We should here remark, that God has various ways of bringing sinners to the knowledge of himself, and that many serious persons have suffered much because they have been led in a way very different from what they were taught to expect. Joseph’s brethren had committed a grievous crime, and they had long persisted in the lies by which it was concealed. Therefore he was instructed of God to speak roughly to them, mixing his treatment with kindness and severity; and not discovering his person till after they had rent their garments, and patiently offered themselves for that servitude to which they had sold their innocent brother. Such are the awful characters of divine justice, and such the rigorous requisitions of the law. Persons of mild dispositions and of religious habits, it is granted, are often drawn by love, and gently allured to Jesus Christ; but sinners like these are seldom converted, without a powerful law-work on the mind. During the course of ignorance and crimes, the sinner has buoyed up his mind with the presumptuous notion, that it is but to repent at last and all will be well; that God being so indulgent and tender, we have only to ask, and we shall instantly receive forgiveness, and a meetness for heaven. But this man, on becoming deeply awakened, finds himself deceived. His mind strives to keep the law, but his heart revolts against it. He endeavours to compose his conscience; and it daily becomes more alarmed by new discoveries of his sin. He groans and struggles for deliverance, but sinks the deeper into the mire. The billows go over his head, the arrows of God wound his soul, and despondency overshadows his hope. Look which way he will for help, he sees no way of escape. The counsel and aid of man utterly fail. Thus it is, that this class of sinners wait and weep; thus they plead and make their supplication till by some ray of brightness, till by some gracious promise or happy thought, he chases away all gloom from the mind, and sheds abroad his love in the heart. And oh the joys, the unutterable joys which then inspire the soul: they are like the overwhelming joys which these brethren felt when the angry ruler, now softened into tears, said—I am Joseph your brother.
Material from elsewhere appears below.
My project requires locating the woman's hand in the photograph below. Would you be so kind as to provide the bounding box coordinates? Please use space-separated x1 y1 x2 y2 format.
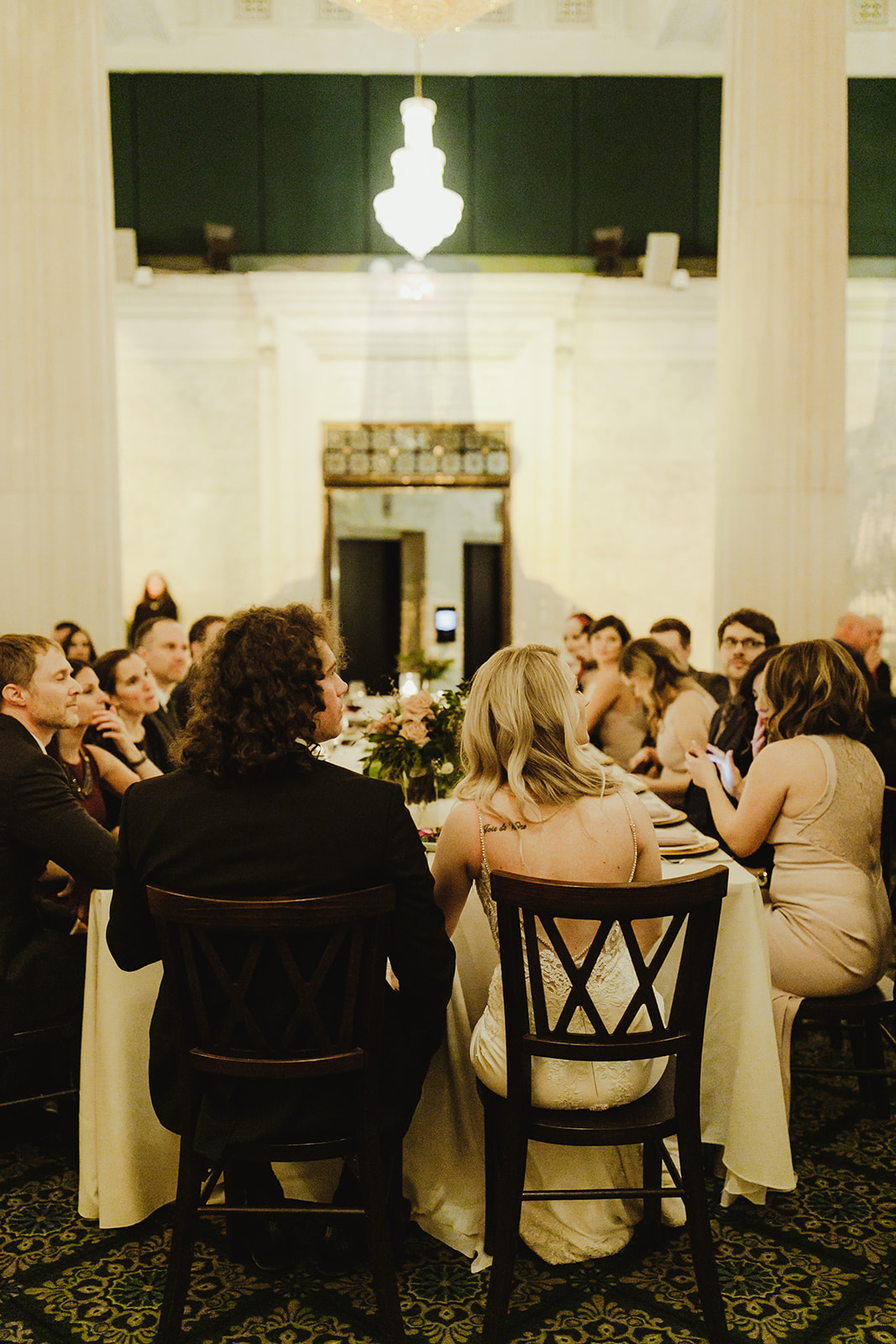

In Judah’s solicitude that no fresh trouble should be brought on Jacob, children have a fine model of duty, in their endeavours to make the old age and last years of a parent easy and happy. To accomplish this, he was willing to sacrifice his liberty. What filial affection, what benevolence of heart, what magnanimity and disinterestedness! May his example inspire our children; and may we so conduct ourselves towards them, that the return of kindness shall be their delight.